Freezing genetic samples from plant and animal species is all the rage these days, with projects ranging from San Diego's Frozen Zoo to the UK's Frozen Ark. But New York's American Museum of Natural History recently scored a scientific coup when the U.S. National Park Service signed an agreement to store endangered species samples in the museum's underground lab, which will be one of the largest such repositories in the country.
The innocuously-named Ambrose Monell Collection for Molecular and Microbial Research was established in 2001 to provide free samples for geneticists. Eight cryogenic vats can store up to 1 million frozen tissue samples in racks cooled by liquid nitrogen at –256 degrees Fahrenheit (–160 degrees Celsius), and all samples are linked to a computer database.

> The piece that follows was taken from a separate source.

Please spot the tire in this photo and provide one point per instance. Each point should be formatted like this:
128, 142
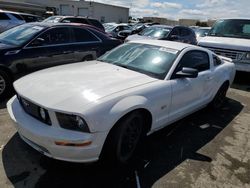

AP reports that the first new submissions will be blood samples from foxes in California's Channel Islands National Park, as well as the American crocodile and Hawaiian goose. Many more will likely follow, given that the National Park Service oversees lands containing many of the nearly 400 endangered vertebrate species in the United States and lacks the facilities to store such samples themselves, according to Scientific American.
No one's planning to use the samples for frozen resurrection or to enact a modern-day Jurassic Park effort--researchers simply want to track how species are changing due to environmental pressures. The frozen samples will still speak to scientists in ways that may help save the planet's dwindling species.
Cool stuff for sure. However, the Doomsday Vault buried 400 feet inside an Arctic mountain still takes the prize for spookiest bio-repo/mad scientist's lair.